Furthermore, a number of aspects of tunnel life that a reader may infer exist are merely alluded to, and never witnessed by Toth. There seems to be an issue with these kinds of texts where an author attempts to enter into a marginal social world.  The author appears to become a privileged outsider.  Toth is given access to components of the tunnel communities but is also shielded from their harsher aspects.  Violence, for example, is repeatedly referred to, by the discovery of a body, mentioned early in the book, and in conversation with a number of the tunnel dwellers.  Toth, however, never witnesses anything.  Something similar appears to be at play in Ted Conover’s Rolling Nowhere, however Conover dedicated himself to living the hobo lifestyle for a matter of months, and he witnessed violence, he just was never afflicted by it. (sidenote: Conover and Toth’s books both contain descriptions of violence by youths on the vulnerable poor).  Towards the end of the text, Toth is threatened by a tunnel dweller she thought she had befriended because he believed that she witnessed a murder he committed.  This situation, although quite serious for Toth at the time, approached an absurd horizon, as it created the implication that there’s a continuum of brutal behavior beneath these streets and her only encounter with it was a misunderstanding.

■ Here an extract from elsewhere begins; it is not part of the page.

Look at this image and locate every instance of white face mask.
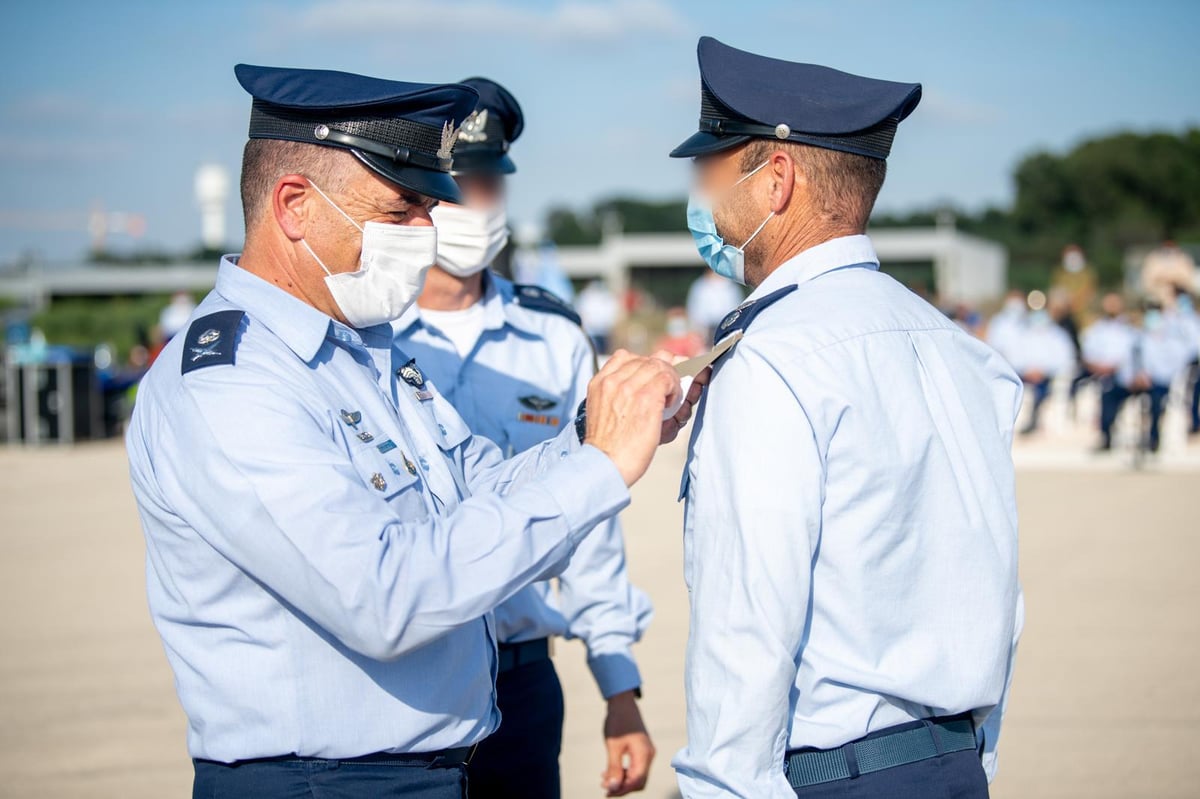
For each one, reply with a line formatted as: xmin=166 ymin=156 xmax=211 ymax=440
xmin=300 ymin=181 xmax=437 ymax=328
xmin=430 ymin=202 xmax=509 ymax=277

Toth’s book is an interesting introduction to this subject matter, however the potentially most interesting aspects seem to lie beyond its boundaries.  Many of the tunnel dwellers speak of having been aware of the underground communities before they actually entered it - that people were aware that beneath the surface there were hidden eyes - but she never speaks to members of the above ground population for thoughts on the people that lurk within their city infrastructure.  Furthermore, as a privileged outsider, Toth speaks with people who are, undoubtedly, the most extroverted members of a secretive population.  One individual named J.C. in the text says that a number of the people will only speak with social workers, however, Toth never speaks with social workers about the tunnel dwellers except to source statistics.   Nor does Toth ever discuss the tunnel dwellers as a part of an overall analysis of homelessness in the city.  

The effect created by these lacks is that the tunnel dwellers are almost formed into zoo animals by the text.  They are observed briefly as curiosities, but not entirely taken seriously as meaning anything to the larger social environment.  Perhaps a partial strategy for reporting on an underground population is that a reader may be lead to interpret the tunnel dwellers as mutually distinct from the aboveground population, and not place demands on the text to connect the two realms.  Many of the personal stories of Mole People, told to Toth, describe a desire to leave society.  While those individuals may be sincere in the desires they express, and their social status certainly must change when they move into the tunnels (even if they were socially marginal in the first place), they are still a part of society.

Despite these criticisms, The Mole People is still an interesting text that shines a light onto a marginal population that is beyond the beyond as far as the public’s ability to perceive it is concerned.  I’m aware that Joseph Brennan, a NYC subway enthusiast, has written a lengthy piece on how inaccurate Toth’s descriptions of the underground locations are.  I don’t really think that that is a particularly relevant aspect of her text.  Exact locations of tunnel spots are not important, and what is important about the text is that it describes a group of people’s will to repurpose the subterranean urban infrastructure for the sake of survival and even community.